A o czym rozmawiają Jezus i Nikodem podczas owej nocnej narady, opisanej w rozdziale trzecim? Rozstrzyga się kwestia wejścia do królestwa niebieskiego. Kto może wejść do tego królestwa? Ten, kto narodzi się z wody i z Ducha. Rozstrzyga się kwestia życia wiecznego. Kto ma życie wieczne? Ktoś, kto wierzy w Syna. A co to znaczy wierzyć
w Syna? Na to pytanie Jezus nie daje bezpośredniej odpowiedzi, ale odsyła do Księgi Liczb i mówi: „A jak Mojżesz wywyższył węża na pustyni, tak potrzeba, by wywyższono Syna Człowieczego, aby każdy, kto w Niego wierzy, miał życie wieczne” (J 3,14-15).
No dobrze, ale o co chodzi z tym wężem na pustyni?
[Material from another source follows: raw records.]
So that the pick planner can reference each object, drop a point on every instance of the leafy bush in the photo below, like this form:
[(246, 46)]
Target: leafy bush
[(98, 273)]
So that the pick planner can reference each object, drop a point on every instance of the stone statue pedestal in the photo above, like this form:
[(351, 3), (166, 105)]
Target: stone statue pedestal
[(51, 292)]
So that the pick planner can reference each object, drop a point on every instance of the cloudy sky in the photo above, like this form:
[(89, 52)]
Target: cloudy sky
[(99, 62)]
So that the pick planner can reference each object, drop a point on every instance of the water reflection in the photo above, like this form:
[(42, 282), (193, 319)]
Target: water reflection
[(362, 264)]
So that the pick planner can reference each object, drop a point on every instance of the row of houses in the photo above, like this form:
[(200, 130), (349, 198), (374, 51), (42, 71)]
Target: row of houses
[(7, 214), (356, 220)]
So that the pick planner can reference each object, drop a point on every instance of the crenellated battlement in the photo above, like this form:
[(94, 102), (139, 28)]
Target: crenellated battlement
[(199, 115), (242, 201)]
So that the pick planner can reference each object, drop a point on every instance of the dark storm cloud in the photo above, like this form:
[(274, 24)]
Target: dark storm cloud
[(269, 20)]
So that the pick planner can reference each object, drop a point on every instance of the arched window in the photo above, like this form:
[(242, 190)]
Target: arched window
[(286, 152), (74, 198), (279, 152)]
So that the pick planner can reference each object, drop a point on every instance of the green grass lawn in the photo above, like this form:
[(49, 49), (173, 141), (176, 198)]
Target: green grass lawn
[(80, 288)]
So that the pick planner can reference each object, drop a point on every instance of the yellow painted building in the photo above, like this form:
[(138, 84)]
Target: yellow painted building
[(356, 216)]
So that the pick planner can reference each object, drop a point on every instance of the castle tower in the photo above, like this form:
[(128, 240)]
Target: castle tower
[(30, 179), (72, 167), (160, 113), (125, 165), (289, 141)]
Czytamy w Księdze Liczb: „Wtedy rzekł Pan do Mojżesza: «Sporządź węża i umieść go na wysokim palu; wtedy każdy ukąszony, jeśli tylko spojrzy na niego, zostanie przy życiu»” (Lb 21,8).
Zastanawiali się już rabini, jak to możliwe, że patrzenie, albo niepatrzenie, spoglądanie, albo niespoglądanie na węża zrobionego z jakiegoś tam metalu ma moc uzdrawiania
z ukąszenia. I odpowiedzieli: „Wyjaśnienie jest takie: gdy Izraelici wpatrując się w węża patrzyli w górę, ku wysokości i poddawali swoje serca Ojcu w niebie, to byli uzdrawiani, ale jeśli tego nie czynili, to marnieli” (Talmud, Rosz Haszana 29a). Miedziany wąż
nie jest zatem lekarstwem. Lekarstwem jest poddanie serca Ojcu w niebie.
Jezus, wywyższony na Krzyżu, nie może sprawić, żebyś nie zginął i miał życie wieczne. Nie może. Bez ciebie, w kwestii twojego zbawienia, nic się nie wydarzy. To ty musisz uwierzyć. To ty musisz poddać serce Ojcu w niebie, który tak umiłował świat, że dał Syna swego Jednorodzonego, aby każdy, kto w Niego wierzy, nie zginął, ale miał życie wieczne. To ciebie Ojciec wzywa do uwierzenia, że w Synu Człowieczym, wywyższonym na Krzyżu, objawia się Jego miłość do Ciebie. To co, poddasz serce Ojcu w niebie?